Australian rules footballer (born 1965)

Darren McAsey (born 16 June 1965), also known as Harry McAsey, is a former Australian rules footballer who played with the Sydney Swans in the Victorian/Australian Football League (VFL/AFL).

==Career==
McAsey, the son of 1950s Footscray player Alan McAsey, played his junior football at Spotswood, but was residentially tied to the Swans, which recruited him into the Under 19s in 1982. He kicked 60 goals for the Under 19s in his first season and captained the side in 1983. During this time he was also a Victorian Teal Cup representative.

He played reserves football in 1984, then made his senior debut in the opening round of the 1985 VFL season and made a total of 11 league appearances that year. Still living in Altona in 1985, McAsey made the move to Sydney the following year.
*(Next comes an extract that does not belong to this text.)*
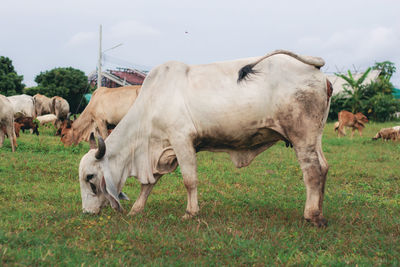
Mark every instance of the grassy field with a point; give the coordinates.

The 1986 season didn't begin for McAsey until round 20, when he called into the side to play Richmond at the Melbourne Cricket Ground. He kicked three goals in a 48-point win, which he followed up with four goals from a forward pocket when Sydney defeated St Kilda in round 21. His final two games of the season were both against Fitzroy, the second in a semi-final.

A back injury caused McAsey to miss the entire season in 1987 and he played only two league games in 1988. He managed 10 games in 1989, then four in 1990, before being delisted. Sydney however redrafted in the 1991 pre-season and he added a further three games to his tally.

In six seasons of league football he had four different numbers on his guernsey over the source of his career, 46, 12, 33 and 50.

Before retiring, McAsey played a season with Strathmerton, which were coached by one of his former teammates David Bolton.

McAsey ran the Alexandria Hotel in Sydney until 2015.